Une mystérieuse épidémie frappe en effet les Etats-Unis, qui se retrouvent comme en état de siège, presque de guerre. La violence gronde, les gens s’épient, le système est dirait-on en train de s’effondrer. Et même les pays étrangers ne respectent plus rien, puisque Marc est obligé de rester en quarantaine en Allemagne, qui craint une contamination de sa population…

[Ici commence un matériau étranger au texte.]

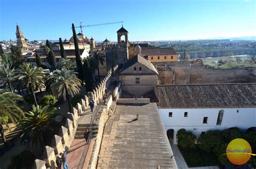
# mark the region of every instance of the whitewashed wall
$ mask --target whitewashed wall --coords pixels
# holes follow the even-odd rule
[[[219,111],[224,110],[221,125],[216,125]],[[237,110],[239,112],[237,112]],[[176,144],[176,134],[181,129],[191,131],[199,137],[202,132],[210,130],[223,130],[233,127],[247,129],[256,127],[256,108],[159,109],[165,131],[173,129],[173,143]],[[187,117],[184,112],[187,112]],[[172,117],[169,117],[172,112]],[[207,124],[203,124],[204,117],[207,117]]]

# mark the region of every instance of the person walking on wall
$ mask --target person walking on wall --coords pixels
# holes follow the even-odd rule
[[[91,100],[91,102],[90,102],[89,106],[90,106],[90,107],[91,108],[91,111],[92,113],[92,112],[93,111],[93,108],[94,108],[94,100],[93,99]]]
[[[58,169],[62,168],[62,159],[60,159],[60,157],[59,157],[59,156],[57,156],[56,157],[56,165],[57,165],[57,168]]]
[[[68,163],[66,162],[66,153],[60,153],[59,155],[62,157],[62,161],[63,164],[63,168],[64,169],[69,169],[69,166],[68,166]]]

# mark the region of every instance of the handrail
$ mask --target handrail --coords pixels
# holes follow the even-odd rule
[[[85,160],[85,158],[86,157],[87,154],[88,153],[88,151],[89,149],[89,147],[90,144],[91,143],[91,140],[92,139],[92,131],[93,124],[94,123],[94,119],[95,119],[96,115],[98,114],[98,112],[99,111],[99,107],[100,107],[100,105],[97,105],[96,106],[96,109],[95,109],[93,110],[93,111],[92,112],[92,116],[91,117],[91,120],[90,121],[90,125],[89,125],[90,134],[89,134],[89,136],[88,137],[88,139],[86,140],[86,145],[88,145],[88,146],[85,146],[84,147],[84,151],[83,151],[82,156],[81,157],[80,161],[78,164],[78,169],[82,169],[83,168],[83,165],[84,164],[84,160]]]

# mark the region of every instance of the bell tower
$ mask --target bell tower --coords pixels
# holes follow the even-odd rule
[[[128,40],[128,31],[123,27],[120,28],[117,31],[117,45],[116,49],[116,58],[114,59],[117,62],[120,67],[123,67],[124,64],[128,60],[129,56],[129,48],[130,46]],[[124,36],[125,40],[122,40],[121,38]]]
[[[117,32],[117,43],[120,45],[122,44],[125,43],[128,46],[128,33],[129,33],[123,27],[123,24],[122,28],[119,29]],[[122,40],[121,37],[122,36],[124,36],[125,37],[125,40]]]
[[[16,27],[16,37],[17,37],[17,44],[18,47],[21,49],[28,48],[28,44],[25,40],[23,33],[21,30],[19,26],[17,25]]]

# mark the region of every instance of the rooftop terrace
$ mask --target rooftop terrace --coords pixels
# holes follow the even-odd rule
[[[172,155],[156,103],[118,105],[106,124],[98,168],[177,168]]]

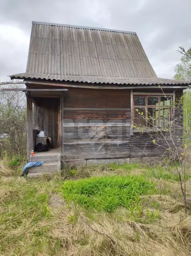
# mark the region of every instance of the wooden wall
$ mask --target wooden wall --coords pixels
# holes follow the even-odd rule
[[[179,92],[176,93],[176,97],[179,95]],[[66,160],[161,154],[147,133],[134,131],[130,136],[130,90],[69,88],[63,101],[63,149]]]
[[[51,139],[51,146],[56,147],[58,136],[58,111],[60,99],[35,97],[38,106],[34,105],[33,129],[44,132]]]
[[[130,157],[129,90],[69,89],[64,101],[66,158]]]

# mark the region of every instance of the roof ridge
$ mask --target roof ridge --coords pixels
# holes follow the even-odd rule
[[[125,31],[125,30],[119,30],[116,29],[111,29],[108,28],[97,28],[94,27],[86,27],[83,26],[77,26],[76,25],[71,25],[67,24],[61,24],[57,23],[51,23],[49,22],[44,22],[41,21],[32,21],[32,24],[40,25],[46,25],[47,26],[54,26],[57,27],[66,27],[73,28],[83,28],[85,29],[93,29],[93,30],[107,31],[110,32],[116,32],[125,34],[132,34],[136,35],[136,32],[131,31]]]

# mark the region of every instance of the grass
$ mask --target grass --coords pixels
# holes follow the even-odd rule
[[[191,216],[173,168],[159,172],[161,195],[152,172],[137,164],[73,170],[26,179],[0,161],[0,256],[191,255]],[[188,197],[191,184],[188,178]]]
[[[67,200],[98,211],[113,212],[117,207],[128,209],[138,204],[140,196],[152,194],[154,184],[142,176],[94,177],[77,181],[68,181],[62,188]]]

C’est là que ce roman devient vraiment passionnant. Cette jeune femme somme toute bien falote et superficielle au début du roman va se révéler à elle-même et à son entourage et devoir prendre les rênes de cette famille qu’elle s’est choisie. La placidité de son caractère va en prendre un sacré coup, puisque l’auteur nous emmène dans un univers un peu fantastique, un monde légèrement terrifiant, bien que peu différent du nôtre. L’angoisse ronge Jiselle, et bientôt les enfants de son mari, dont elle a la charge en son absence, et elle nous ronge aussi, puisque nous sentons que personne ne sortira indemne de cette histoire.

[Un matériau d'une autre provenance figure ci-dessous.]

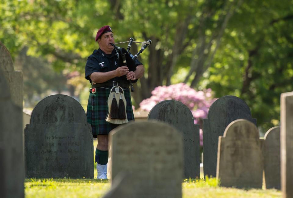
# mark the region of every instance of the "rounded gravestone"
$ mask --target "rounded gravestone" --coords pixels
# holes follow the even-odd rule
[[[23,103],[22,72],[14,71],[10,53],[0,42],[0,70],[9,85],[12,101],[22,109]],[[3,92],[1,92],[1,94]]]
[[[154,119],[170,124],[181,132],[184,152],[184,178],[199,178],[199,125],[194,125],[190,110],[179,101],[161,101],[150,110],[148,119]]]
[[[122,197],[181,197],[182,136],[174,127],[155,120],[123,125],[109,134],[111,178],[131,174]]]
[[[73,98],[64,95],[48,96],[40,101],[31,112],[31,124],[86,123],[85,110]]]
[[[91,127],[74,99],[64,95],[44,98],[24,131],[27,177],[93,177]]]
[[[225,121],[227,125],[232,121],[244,118],[252,118],[250,109],[245,102],[234,96],[220,98],[212,104],[208,113],[209,120],[221,124]]]
[[[262,188],[263,140],[248,120],[239,119],[228,125],[219,138],[217,178],[221,186]]]
[[[205,175],[216,176],[219,137],[223,135],[230,123],[238,119],[245,119],[256,125],[256,120],[252,118],[247,104],[237,97],[223,96],[215,101],[210,107],[208,118],[204,119],[203,122]]]
[[[22,109],[13,102],[1,71],[0,91],[0,196],[24,197]]]
[[[10,53],[6,47],[1,42],[0,42],[0,68],[4,72],[12,72],[14,70]]]
[[[280,127],[275,126],[266,133],[264,170],[267,189],[281,188]]]

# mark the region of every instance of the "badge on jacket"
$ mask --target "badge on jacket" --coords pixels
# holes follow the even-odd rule
[[[102,62],[99,63],[99,64],[101,65],[101,67],[102,67],[102,68],[104,67],[104,62]]]

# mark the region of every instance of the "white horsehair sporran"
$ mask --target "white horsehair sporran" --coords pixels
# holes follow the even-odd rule
[[[111,89],[108,98],[108,110],[105,120],[115,124],[128,122],[126,105],[123,89],[118,85],[114,86]]]

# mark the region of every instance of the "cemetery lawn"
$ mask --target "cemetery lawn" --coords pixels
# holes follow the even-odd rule
[[[26,198],[102,197],[110,189],[107,180],[87,179],[26,179]],[[182,183],[183,197],[281,197],[274,189],[239,189],[220,187],[215,179],[185,179]]]

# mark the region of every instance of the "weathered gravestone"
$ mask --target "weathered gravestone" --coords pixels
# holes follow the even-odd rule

Malgré ce que Jiselle avait imaginé en contractant de mariage flatteur, ce monde n’est pas parfait, loin de là !

Un roman très prenant que j’ai lu avec grand plaisir, même s’il y manque à mon goût une très nette tranche de crédibilité. Le mariage de Jiselle est un peu rapide et surtout je n’arrive pas à concevoir qu’on épouse encore quelqu’un sans rien en connaître. Cette femme semble totalement en marge de l’actualité de son pays, pourtant grave, alors qu’une hôtesse de l’air, qui a parcouru le monde devrait avoir l’esprit ouvert et à mon sens, pourrait éprouver un peu plus de curiosité face aux évènements extérieurs. Les enfants semblent faire peu de cas de leur père, alors qu’il était encensé au tout début, et je trouve que leur caractère change bien vite…

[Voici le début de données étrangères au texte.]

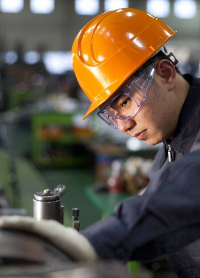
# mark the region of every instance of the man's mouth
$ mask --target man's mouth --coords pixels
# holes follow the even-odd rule
[[[143,130],[143,131],[142,131],[141,132],[136,133],[134,135],[134,137],[136,137],[136,138],[139,139],[139,140],[143,140],[145,136],[146,131],[146,129],[145,129],[144,130]]]

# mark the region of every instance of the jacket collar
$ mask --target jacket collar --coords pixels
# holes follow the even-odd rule
[[[189,74],[183,77],[190,87],[170,145],[185,154],[190,152],[200,126],[200,78]]]

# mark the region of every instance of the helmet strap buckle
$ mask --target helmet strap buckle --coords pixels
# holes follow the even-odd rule
[[[173,63],[174,65],[176,65],[178,63],[178,61],[176,59],[175,56],[172,52],[170,52],[167,55],[168,58],[170,59],[172,62]],[[172,57],[173,59],[171,59],[171,57]]]

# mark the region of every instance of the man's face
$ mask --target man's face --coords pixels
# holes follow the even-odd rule
[[[146,98],[137,113],[128,121],[117,119],[122,132],[154,145],[172,138],[177,124],[175,96],[156,73]]]

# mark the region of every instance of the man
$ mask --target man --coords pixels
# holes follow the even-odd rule
[[[88,260],[145,260],[167,253],[179,277],[199,276],[200,241],[180,248],[200,237],[200,80],[182,75],[173,54],[167,55],[163,45],[175,33],[145,12],[119,9],[90,21],[72,48],[74,72],[91,102],[84,118],[99,107],[98,116],[111,128],[150,145],[163,142],[143,195],[120,203],[84,237],[58,223],[53,232],[44,232],[46,222],[26,217],[2,217],[2,226],[28,230],[31,222],[53,242],[57,231],[63,248],[69,234],[68,241],[76,239],[70,250]]]

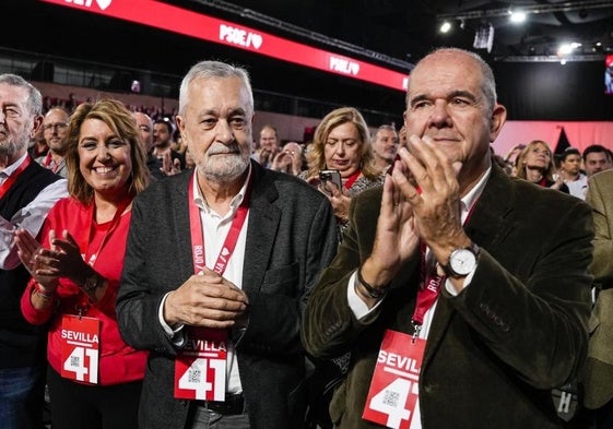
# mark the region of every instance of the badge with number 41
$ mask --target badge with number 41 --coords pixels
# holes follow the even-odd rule
[[[388,428],[421,428],[419,389],[425,344],[386,331],[362,418]]]
[[[101,321],[64,314],[61,321],[61,377],[97,384]]]
[[[188,331],[186,346],[175,358],[175,397],[225,401],[227,332],[198,329]]]

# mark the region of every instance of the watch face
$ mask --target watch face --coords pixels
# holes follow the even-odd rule
[[[458,249],[449,258],[449,267],[458,275],[469,274],[476,264],[476,258],[469,249]]]

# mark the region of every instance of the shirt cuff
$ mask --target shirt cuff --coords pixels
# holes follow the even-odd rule
[[[361,320],[367,317],[368,314],[370,314],[370,312],[373,312],[377,307],[379,307],[379,303],[381,303],[382,299],[380,299],[375,306],[373,306],[372,309],[368,309],[368,306],[366,306],[366,303],[362,300],[362,298],[359,298],[359,296],[355,291],[355,282],[357,281],[356,277],[357,277],[357,270],[351,275],[349,279],[347,302],[349,302],[349,308],[353,312],[353,315],[355,315],[357,320]]]
[[[172,329],[170,325],[168,325],[168,323],[166,323],[166,321],[164,320],[164,302],[166,302],[166,298],[168,298],[169,294],[170,293],[164,295],[164,297],[162,298],[162,302],[160,302],[160,308],[157,309],[157,319],[160,320],[162,329],[164,330],[166,335],[168,335],[168,338],[170,338],[170,342],[176,347],[182,347],[186,342],[184,332],[185,324],[180,323],[177,327]]]
[[[476,271],[476,265],[474,265],[472,271],[464,277],[464,285],[462,286],[462,289],[465,289],[467,287],[470,286],[470,283],[472,281],[472,277],[474,276],[475,271]],[[449,295],[451,295],[453,297],[457,297],[458,294],[459,294],[459,291],[456,290],[456,288],[453,287],[453,284],[451,283],[449,277],[445,278],[445,289],[447,289]]]

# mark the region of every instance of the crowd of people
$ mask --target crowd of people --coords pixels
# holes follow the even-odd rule
[[[3,428],[46,388],[54,429],[612,427],[612,152],[495,154],[478,55],[422,59],[400,129],[342,107],[309,142],[256,135],[220,61],[172,116],[14,74],[0,107]]]

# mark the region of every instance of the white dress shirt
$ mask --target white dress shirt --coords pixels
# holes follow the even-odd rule
[[[0,186],[15,174],[15,170],[25,162],[26,157],[27,153],[0,171]],[[10,219],[0,216],[1,270],[14,270],[21,264],[17,248],[13,242],[15,230],[23,228],[36,237],[49,210],[59,199],[66,196],[68,196],[68,181],[66,179],[56,180],[43,189],[30,204],[19,210]]]

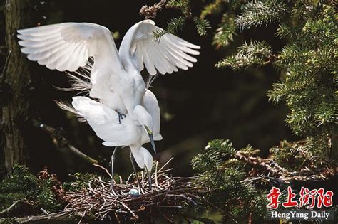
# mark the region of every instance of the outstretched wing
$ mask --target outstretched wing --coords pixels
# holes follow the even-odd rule
[[[88,23],[64,23],[18,30],[19,44],[28,59],[49,69],[75,71],[90,56],[121,62],[111,33],[104,26]]]
[[[135,129],[129,116],[127,115],[120,124],[115,110],[86,97],[73,97],[72,105],[78,115],[88,122],[96,135],[105,141],[104,145],[128,146],[135,140],[133,139]]]
[[[133,26],[124,36],[118,53],[126,67],[130,63],[140,71],[144,65],[150,75],[157,71],[161,74],[178,71],[178,68],[187,70],[193,67],[200,46],[192,44],[171,33],[166,33],[158,41],[155,31],[163,31],[152,20],[144,20]]]

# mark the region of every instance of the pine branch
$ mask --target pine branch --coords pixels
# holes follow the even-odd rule
[[[235,31],[236,26],[234,23],[233,15],[224,14],[219,28],[213,37],[212,44],[217,48],[229,45],[233,41],[233,37],[236,34]]]
[[[250,65],[264,65],[274,58],[271,46],[265,41],[245,42],[237,48],[236,54],[225,58],[216,64],[217,68],[230,66],[234,70],[247,68]]]
[[[242,14],[235,22],[242,31],[279,21],[288,11],[287,6],[277,0],[252,1],[242,6]]]
[[[207,35],[207,29],[210,28],[209,21],[204,18],[195,17],[194,22],[196,25],[196,28],[200,36],[205,36]]]
[[[167,4],[167,0],[160,0],[160,2],[154,4],[151,6],[147,5],[142,6],[140,10],[140,16],[143,16],[145,19],[156,18],[158,11],[161,11]]]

Par contre, tout ce qui a trait dans ce roman à l’épidémie est passionnant. Nous voilà en train de revivre dans une dimension bien supérieure les crises de la vache folle ou du mouton dingue (je ne sais plus comment cela s’appelait !). Notre société, qui a poussé jusqu’au bout l’utilisation de la nature et de ses ressources se retrouve projetée des années en arrière (que dis-je, des centaines d’années !). L’électricité n’est plus fournie, ou sporadiquement, il n’y a plus d’essence, les autorités se sont enfuies vers des cieux plus calmes et moins dangereux… tout part à vau l’eau et cette partie-là du roman fait vraiment frémir, tant elle est réaliste, crédible…

Un roman très intéressant que je vous conseille, même si ce n’est pas un coup de cœur.